What I can tell you is that after that first awkward attempt, I left grass cutting my husband.
And I’ll be honest with you, I’m not the type of woman that is known to “leave” anything to a man.
Thankfully, I got my hands on the last three models of RYOBI 40V electric lawn mowers, which have been a game-changer for being able to take care of my grass (or, in my case, my weeds, since we have very little grass).
Let’s talk about the 5 reasons why, if you’re a homeowner, you definitely need to dump your gas-powered and get an RYOBI electric lawn mower, too!
Reasons You Should Buy a RYOBI Electric Lawn Mower
Okay, I’m being facetious here (and I do include myself in this population!). But the truth is that gas-powered lawn mowers require pulling a starter cord. If you’ve ever tried it, you know how it feels like you’re about to pull your arm off. It’s like a comedy show for the neighbors to witness, am I right?
If you’re lacking upper arm and body, or you’ve got a shoulder problem or gripping issues, this could be really difficult.
Because RYOBI’s lawn mowers are 40V battery-powered, starting their lawn mowers are only a 2-step process (like their newest mower): pull the lime green handle and then push the “BLADE” button. BOOM, you’re up and running in literally 3 seconds. No struggling. No ripping your arm out of your socket. It’s that easy. And makes me look like less of a clown in front of unsuspecting neighbors.

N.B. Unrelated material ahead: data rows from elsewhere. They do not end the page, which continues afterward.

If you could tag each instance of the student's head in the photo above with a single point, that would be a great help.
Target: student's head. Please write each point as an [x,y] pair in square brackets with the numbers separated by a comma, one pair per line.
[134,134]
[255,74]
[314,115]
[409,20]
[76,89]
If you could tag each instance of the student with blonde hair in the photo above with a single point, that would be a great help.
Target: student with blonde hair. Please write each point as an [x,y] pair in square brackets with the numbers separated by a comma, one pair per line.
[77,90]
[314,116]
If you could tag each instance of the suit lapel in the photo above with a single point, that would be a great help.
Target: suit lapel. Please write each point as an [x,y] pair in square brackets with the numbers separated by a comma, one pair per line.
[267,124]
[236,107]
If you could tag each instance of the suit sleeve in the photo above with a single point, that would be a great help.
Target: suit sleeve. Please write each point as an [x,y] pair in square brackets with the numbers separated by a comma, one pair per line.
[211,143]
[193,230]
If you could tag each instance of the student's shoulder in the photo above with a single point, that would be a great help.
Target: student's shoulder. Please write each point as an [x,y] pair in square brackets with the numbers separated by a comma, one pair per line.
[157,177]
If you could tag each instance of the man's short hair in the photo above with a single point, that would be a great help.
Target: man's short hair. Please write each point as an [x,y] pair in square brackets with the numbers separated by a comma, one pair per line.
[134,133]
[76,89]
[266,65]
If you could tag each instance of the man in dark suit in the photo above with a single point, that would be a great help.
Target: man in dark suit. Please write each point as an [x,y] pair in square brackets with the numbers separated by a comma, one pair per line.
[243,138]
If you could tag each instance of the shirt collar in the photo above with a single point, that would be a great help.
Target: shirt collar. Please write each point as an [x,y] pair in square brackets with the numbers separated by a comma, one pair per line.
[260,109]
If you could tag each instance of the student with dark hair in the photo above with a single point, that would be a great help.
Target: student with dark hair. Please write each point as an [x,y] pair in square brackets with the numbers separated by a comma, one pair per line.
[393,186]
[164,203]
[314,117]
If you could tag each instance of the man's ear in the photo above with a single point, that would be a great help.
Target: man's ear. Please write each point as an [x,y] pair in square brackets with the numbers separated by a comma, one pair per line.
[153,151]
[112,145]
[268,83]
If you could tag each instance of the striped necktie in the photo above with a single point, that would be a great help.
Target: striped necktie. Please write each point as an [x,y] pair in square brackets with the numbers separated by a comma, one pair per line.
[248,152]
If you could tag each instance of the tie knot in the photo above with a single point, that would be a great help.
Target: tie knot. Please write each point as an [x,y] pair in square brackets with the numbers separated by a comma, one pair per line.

Reason #2: It’s Self-Propelled
The latest thing in electric lawn mowers is something called “self-propelled.” This basically means that instead of you “heaving and ho’ing” your lawn mower around your yard, you’re letting it do the grunt work for you. You’re simply guiding it.
The previous model of RYOBI electric lawn mowers (which you can still buy from The Home Depot), had this helpful dial that allowed you to tell the lawn mower how quickly to go. It took some getting used to because if you weren’t expecting it, you might be dragged across the yard (don’t ask me how I know this….HA!).
But what I liked about it is that the uphill slope of my yard was the easiest thing to mow! Set that baby in the middle of MIN and MAX and I simply babysat it while it did its job.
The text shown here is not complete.